My wife knows of my plan and is broadly supportive, as long as it doesn’t cost us (i.e. ruin us) and does not threaten our health insurance, which I currently provide through my full-time job. These are all reasonable concerns and I need to do make sure I cover all the bases.
So just how do you start your micro-brewery and not decimate your income (and the lifeline of your family?)…erm…well, you can probably hear the cogs wherring from where you are. There seems to be only a couple options and both involve a part-time approach, at least initially.

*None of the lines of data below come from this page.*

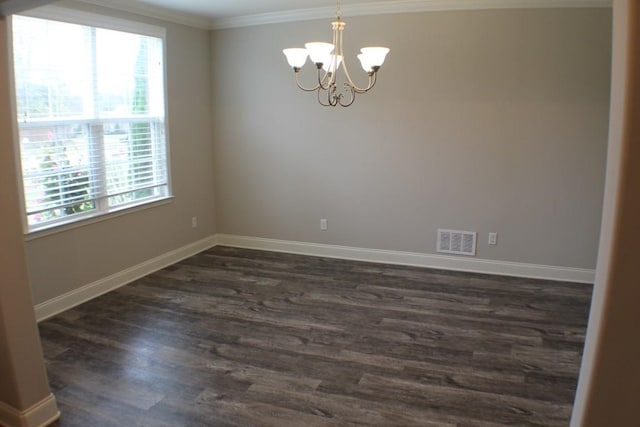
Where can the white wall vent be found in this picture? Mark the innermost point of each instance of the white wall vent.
(457, 242)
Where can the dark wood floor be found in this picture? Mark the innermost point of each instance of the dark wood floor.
(248, 338)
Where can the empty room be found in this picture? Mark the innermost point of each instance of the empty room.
(319, 213)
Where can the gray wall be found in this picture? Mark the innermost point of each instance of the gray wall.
(65, 261)
(481, 120)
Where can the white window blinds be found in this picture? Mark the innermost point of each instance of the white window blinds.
(91, 117)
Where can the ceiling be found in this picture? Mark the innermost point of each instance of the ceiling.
(228, 8)
(235, 13)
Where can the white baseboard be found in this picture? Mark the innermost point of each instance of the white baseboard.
(475, 265)
(92, 290)
(41, 414)
(85, 293)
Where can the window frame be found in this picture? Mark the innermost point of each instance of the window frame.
(73, 16)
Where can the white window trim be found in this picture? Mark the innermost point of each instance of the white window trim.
(73, 16)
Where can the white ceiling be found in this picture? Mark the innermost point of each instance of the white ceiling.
(234, 13)
(229, 8)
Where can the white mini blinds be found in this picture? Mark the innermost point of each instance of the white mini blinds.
(91, 118)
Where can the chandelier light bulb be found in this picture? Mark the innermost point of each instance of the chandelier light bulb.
(329, 60)
(296, 56)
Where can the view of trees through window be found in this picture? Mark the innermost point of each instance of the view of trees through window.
(90, 106)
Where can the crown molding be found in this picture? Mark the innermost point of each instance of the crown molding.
(361, 9)
(399, 6)
(149, 11)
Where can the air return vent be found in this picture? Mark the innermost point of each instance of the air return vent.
(457, 242)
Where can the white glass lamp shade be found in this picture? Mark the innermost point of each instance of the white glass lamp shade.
(319, 52)
(333, 64)
(296, 56)
(372, 57)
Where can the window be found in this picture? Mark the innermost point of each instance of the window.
(91, 119)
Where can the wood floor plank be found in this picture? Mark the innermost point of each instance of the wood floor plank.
(236, 337)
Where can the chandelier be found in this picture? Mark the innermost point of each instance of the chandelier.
(329, 59)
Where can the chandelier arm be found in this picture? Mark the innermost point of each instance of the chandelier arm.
(306, 89)
(323, 82)
(351, 99)
(372, 83)
(321, 92)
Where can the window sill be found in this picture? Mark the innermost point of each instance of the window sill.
(55, 229)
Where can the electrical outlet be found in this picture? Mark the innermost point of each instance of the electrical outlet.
(493, 238)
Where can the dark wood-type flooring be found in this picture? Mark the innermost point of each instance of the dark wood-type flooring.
(235, 337)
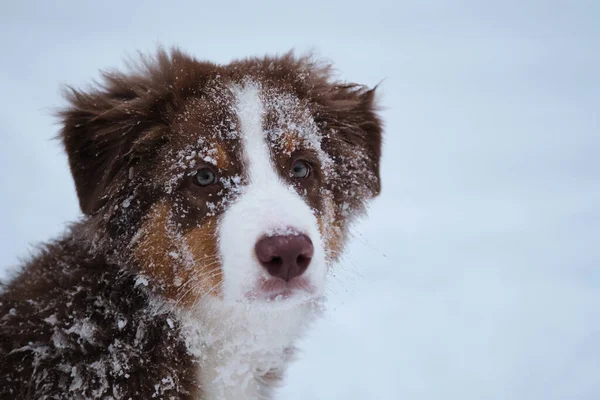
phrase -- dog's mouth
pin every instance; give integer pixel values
(276, 290)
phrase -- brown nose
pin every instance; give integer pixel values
(285, 257)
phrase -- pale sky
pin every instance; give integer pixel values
(477, 275)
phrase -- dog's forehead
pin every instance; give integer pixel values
(210, 123)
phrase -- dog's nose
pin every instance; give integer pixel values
(285, 257)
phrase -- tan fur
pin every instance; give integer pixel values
(163, 255)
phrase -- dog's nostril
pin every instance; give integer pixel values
(285, 257)
(276, 261)
(303, 261)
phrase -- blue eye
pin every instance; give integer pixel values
(205, 177)
(300, 170)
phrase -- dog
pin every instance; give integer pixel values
(215, 200)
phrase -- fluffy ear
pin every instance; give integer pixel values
(97, 135)
(110, 128)
(351, 111)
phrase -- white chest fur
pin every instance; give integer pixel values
(241, 350)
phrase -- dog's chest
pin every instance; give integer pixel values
(242, 357)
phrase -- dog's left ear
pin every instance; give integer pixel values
(351, 111)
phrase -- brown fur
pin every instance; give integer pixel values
(78, 321)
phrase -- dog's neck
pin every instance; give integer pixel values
(241, 351)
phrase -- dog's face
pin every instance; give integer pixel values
(236, 182)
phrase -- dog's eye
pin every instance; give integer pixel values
(301, 169)
(205, 176)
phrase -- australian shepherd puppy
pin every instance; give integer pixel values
(215, 200)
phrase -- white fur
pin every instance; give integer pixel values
(240, 341)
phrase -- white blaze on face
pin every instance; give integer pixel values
(266, 206)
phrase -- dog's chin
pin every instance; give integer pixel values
(276, 291)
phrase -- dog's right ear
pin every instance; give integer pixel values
(97, 134)
(106, 130)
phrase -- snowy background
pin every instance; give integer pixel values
(477, 275)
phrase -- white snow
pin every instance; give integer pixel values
(489, 210)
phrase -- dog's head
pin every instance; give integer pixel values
(237, 181)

As you will know, I need to produce 6,000 litres of ale a year. So, that’s 500 litres a month. At present, I work split shifts with a few hours free in the middle of the day. My spare time could be used to work in the brewery, but a few hours is probably not going to suffice for a brew day. Luckily, I start at 12:00 on some days too. Bingo! That’s my brew day right there. If I am lucky I have two of those a week. I can probably bank on at least 5 a month even during peak periods. So time-wise, it looks like it could work. I will be working very long days, but then with my strange shift pattern I am away all day anyway. And, I’m not expecting this to be forever, only until the brewery becomes profitable enough for me to go part-time with work and, perhaps, eventually move all my working hours over to the brewery.

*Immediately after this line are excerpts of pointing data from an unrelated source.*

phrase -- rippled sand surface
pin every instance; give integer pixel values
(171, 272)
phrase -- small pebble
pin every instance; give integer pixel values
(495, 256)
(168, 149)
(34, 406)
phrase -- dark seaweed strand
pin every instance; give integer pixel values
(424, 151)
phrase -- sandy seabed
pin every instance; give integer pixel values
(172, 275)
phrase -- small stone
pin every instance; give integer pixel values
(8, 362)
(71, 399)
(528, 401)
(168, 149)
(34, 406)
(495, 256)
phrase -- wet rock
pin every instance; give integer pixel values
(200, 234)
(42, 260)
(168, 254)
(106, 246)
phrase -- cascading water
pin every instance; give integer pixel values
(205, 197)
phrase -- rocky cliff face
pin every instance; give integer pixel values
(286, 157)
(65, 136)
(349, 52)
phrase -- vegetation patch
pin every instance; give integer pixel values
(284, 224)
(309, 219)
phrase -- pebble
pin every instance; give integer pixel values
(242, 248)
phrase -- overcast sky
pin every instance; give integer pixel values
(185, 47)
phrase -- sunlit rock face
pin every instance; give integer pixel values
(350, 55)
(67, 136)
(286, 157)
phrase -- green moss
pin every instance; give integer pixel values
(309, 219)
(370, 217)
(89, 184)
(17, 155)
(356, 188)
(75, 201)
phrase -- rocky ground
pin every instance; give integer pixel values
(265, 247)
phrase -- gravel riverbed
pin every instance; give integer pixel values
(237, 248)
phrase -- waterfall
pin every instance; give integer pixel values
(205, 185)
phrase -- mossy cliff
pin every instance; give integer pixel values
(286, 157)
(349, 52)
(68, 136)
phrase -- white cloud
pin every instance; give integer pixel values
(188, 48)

The biggest barrier, as is usually the case, is money. Alas, the Green Man is not blessed with plenty of the green paper (in the US sense). A new Brewhouse and brewing equipment alone looks like $26,000 (£20,000 or 2,850,000 yen) for a complete set-up, including kegging and a manual bottler. This doesn’t even include the costs of kegs (which I’ll need a large number of) and the deposit on a property. I’m sure there are other charges such as marketing and website design etc… to think of too. Running costs will be fairly low once I get going. Rent can prove cheap, if you choose the right location. Raw materials shouldn’t be that much. Then it is a case of cash-flow and marketing, getting the ale out there into the faces and mouths of bar owners and shop keepers.
I think I will have to just turn my grey matter to the challenge of developing a sufficient war-chest to take the part-time plunge…or research cheaper methods of building/sourcing brewing equipment…now that’s an idea!